Kürzlich hat ein gemeinsames Team aus den USA und Japan erfolgreich einen gebautDas bisher größte und detaillierteste Simulationssystem für Tiergehirne.Dieses virtuelle Modell verwendet die Großhirnrinde der Maus als Nachbildung.Enthält fast 10 Millionen Neuronen, 26 Milliarden Synapsen und 86 miteinander verbundene Gehirnbereiche, seine Struktur und Funktion wurden auf einem beispiellosen Niveau wiederhergestellt.

Die „Cell Type Database“ und die „Connection Map“ des Allen Institute for Brain Science liefern genaue biophysikalische Blaupausen, und der spezielle Simulator „Neulite“ wandelt mathematische Gleichungen in virtuelle Neuronen mit realem Verhalten um.
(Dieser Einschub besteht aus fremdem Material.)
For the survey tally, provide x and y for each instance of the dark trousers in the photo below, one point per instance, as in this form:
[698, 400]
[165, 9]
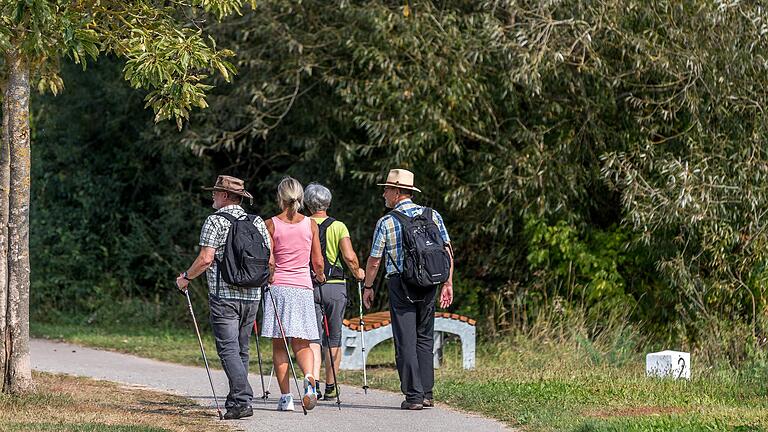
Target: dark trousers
[232, 322]
[413, 329]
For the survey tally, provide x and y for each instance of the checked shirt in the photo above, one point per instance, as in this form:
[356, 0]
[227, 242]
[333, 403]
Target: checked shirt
[387, 239]
[214, 234]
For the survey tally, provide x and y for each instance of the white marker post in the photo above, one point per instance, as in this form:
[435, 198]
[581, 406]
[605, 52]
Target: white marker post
[668, 364]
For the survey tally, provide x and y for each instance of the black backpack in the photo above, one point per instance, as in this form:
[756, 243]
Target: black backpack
[246, 255]
[333, 271]
[425, 261]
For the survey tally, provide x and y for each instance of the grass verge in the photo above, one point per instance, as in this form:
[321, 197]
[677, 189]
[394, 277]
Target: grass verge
[540, 386]
[65, 403]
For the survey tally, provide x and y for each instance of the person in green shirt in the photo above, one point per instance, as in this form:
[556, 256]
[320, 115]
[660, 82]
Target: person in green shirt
[337, 247]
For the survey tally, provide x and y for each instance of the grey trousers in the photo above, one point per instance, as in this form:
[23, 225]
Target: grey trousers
[232, 323]
[413, 330]
[335, 303]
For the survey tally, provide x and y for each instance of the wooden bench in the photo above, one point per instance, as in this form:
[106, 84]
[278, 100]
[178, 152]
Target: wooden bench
[378, 328]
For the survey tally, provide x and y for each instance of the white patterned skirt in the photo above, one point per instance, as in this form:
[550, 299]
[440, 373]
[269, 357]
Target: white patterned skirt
[296, 309]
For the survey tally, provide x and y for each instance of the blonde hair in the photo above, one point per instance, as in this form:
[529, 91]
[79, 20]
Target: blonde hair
[290, 195]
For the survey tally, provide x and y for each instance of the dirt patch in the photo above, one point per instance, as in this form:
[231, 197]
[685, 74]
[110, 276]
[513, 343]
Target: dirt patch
[67, 400]
[633, 412]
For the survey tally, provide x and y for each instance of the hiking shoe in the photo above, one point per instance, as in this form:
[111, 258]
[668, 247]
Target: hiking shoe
[237, 412]
[310, 395]
[330, 392]
[285, 403]
[411, 406]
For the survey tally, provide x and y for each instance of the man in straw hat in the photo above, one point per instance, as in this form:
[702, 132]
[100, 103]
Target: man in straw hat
[412, 307]
[233, 309]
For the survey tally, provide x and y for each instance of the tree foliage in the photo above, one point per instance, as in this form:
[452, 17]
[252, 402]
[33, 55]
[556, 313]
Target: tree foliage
[606, 153]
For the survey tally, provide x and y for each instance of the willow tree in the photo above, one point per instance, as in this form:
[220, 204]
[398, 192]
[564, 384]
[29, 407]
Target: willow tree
[167, 53]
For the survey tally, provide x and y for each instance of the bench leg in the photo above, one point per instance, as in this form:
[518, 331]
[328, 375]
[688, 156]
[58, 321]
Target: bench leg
[438, 352]
[468, 349]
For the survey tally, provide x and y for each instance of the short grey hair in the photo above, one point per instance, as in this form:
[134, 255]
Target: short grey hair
[317, 197]
[290, 194]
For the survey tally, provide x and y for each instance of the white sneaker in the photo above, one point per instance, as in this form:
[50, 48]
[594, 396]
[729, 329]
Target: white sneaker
[285, 403]
[310, 395]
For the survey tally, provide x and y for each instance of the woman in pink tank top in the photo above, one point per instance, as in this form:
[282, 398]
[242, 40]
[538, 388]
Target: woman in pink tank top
[295, 246]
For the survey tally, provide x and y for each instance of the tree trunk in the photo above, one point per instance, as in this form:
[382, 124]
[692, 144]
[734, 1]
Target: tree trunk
[18, 368]
[5, 178]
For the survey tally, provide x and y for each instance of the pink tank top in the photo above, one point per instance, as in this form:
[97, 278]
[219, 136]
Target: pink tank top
[292, 247]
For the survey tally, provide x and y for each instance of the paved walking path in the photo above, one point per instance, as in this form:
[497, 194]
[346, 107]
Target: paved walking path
[376, 411]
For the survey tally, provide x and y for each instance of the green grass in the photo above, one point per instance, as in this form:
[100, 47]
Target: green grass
[540, 386]
[67, 403]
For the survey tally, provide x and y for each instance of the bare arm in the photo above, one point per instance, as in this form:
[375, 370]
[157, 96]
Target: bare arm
[318, 263]
[371, 268]
[199, 266]
[271, 229]
[350, 257]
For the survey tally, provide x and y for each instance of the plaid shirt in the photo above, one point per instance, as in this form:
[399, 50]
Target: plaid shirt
[214, 234]
[387, 239]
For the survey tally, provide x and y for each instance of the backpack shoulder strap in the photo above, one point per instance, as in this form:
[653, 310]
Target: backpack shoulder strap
[226, 216]
[322, 230]
[401, 217]
[327, 223]
[427, 213]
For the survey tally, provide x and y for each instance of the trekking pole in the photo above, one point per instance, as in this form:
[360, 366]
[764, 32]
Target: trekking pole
[362, 335]
[271, 374]
[287, 351]
[202, 350]
[265, 392]
[330, 353]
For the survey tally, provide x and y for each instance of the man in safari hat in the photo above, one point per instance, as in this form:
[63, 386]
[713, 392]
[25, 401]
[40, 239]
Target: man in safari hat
[412, 308]
[233, 309]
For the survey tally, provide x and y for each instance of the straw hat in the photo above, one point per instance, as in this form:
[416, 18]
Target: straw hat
[230, 184]
[400, 178]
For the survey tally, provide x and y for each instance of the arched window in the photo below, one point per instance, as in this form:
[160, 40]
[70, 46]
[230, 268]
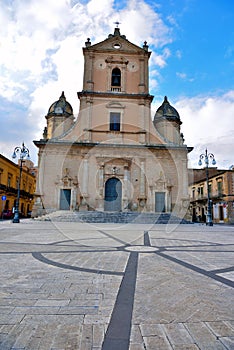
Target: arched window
[116, 77]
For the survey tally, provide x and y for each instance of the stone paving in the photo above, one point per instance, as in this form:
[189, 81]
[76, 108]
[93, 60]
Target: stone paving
[68, 285]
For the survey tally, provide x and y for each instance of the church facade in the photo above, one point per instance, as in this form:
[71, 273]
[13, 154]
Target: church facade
[113, 157]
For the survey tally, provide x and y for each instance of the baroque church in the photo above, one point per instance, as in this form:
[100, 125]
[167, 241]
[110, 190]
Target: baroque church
[114, 157]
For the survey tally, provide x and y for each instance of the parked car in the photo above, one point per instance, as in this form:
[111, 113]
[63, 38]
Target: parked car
[7, 214]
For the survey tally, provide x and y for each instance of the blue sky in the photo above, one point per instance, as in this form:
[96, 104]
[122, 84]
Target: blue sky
[192, 62]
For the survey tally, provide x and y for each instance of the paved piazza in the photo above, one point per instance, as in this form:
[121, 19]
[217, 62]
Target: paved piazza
[81, 286]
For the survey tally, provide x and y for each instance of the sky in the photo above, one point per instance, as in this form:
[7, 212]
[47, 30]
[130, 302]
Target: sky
[192, 63]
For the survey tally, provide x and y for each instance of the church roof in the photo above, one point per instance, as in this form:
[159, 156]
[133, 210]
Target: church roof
[61, 106]
[116, 42]
[167, 111]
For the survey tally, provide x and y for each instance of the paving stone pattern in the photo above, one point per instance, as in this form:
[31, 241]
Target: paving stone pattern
[71, 285]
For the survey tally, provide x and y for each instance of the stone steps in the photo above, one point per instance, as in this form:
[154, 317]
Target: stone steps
[113, 217]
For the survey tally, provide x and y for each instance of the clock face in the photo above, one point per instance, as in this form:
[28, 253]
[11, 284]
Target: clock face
[133, 66]
[58, 110]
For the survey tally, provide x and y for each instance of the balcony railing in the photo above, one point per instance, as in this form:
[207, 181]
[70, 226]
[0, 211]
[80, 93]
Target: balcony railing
[116, 89]
[13, 191]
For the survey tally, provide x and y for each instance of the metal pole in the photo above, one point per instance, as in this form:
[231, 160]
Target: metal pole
[209, 215]
[16, 218]
[206, 157]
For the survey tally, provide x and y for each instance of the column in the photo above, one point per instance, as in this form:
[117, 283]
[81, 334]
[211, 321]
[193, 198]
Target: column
[85, 177]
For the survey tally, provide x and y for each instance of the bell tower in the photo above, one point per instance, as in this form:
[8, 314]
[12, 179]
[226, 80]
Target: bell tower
[115, 84]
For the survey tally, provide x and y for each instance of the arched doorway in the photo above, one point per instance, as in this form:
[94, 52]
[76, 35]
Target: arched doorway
[113, 195]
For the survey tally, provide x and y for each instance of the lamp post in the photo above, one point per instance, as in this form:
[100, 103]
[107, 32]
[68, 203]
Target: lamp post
[206, 156]
[23, 153]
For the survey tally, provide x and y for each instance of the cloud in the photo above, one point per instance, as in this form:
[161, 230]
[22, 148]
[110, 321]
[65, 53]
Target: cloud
[184, 76]
[41, 54]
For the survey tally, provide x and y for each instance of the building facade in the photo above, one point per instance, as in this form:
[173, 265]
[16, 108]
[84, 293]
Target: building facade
[113, 157]
[221, 190]
[9, 178]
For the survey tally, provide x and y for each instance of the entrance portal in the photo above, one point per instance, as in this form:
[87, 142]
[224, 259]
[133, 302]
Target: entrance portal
[160, 202]
[65, 199]
[113, 195]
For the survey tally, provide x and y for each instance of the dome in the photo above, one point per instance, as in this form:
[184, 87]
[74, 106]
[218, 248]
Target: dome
[61, 106]
[167, 111]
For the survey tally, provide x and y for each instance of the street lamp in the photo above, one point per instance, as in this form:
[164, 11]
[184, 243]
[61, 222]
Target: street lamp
[206, 156]
[23, 153]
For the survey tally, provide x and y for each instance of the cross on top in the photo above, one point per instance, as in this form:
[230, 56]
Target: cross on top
[117, 24]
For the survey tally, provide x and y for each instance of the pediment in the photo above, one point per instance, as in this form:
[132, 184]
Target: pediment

Mit der Unterstützung von Fugakus Billiarden Operationen pro Sekunde erreicht das Modell eine extrem hohe Dynamiktreue, als ob ein Stück lebendes Gehirngewebe im Computer „kultiviert“ worden wäre.

Dies bietet eine effiziente Plattform für die Entwicklung neuer Medikamente und die Therapiebewertung und beschleunigt die Umsetzung von Ergebnissen der Hirnforschung in klinische Anwendungen.

Das Team betonte, dass dies nur der Ausgangspunkt für die Simulation des gesamten Gehirns sei und die biophysikalische Komplexität in Zukunft weiter wiederhergestellt werden müsse.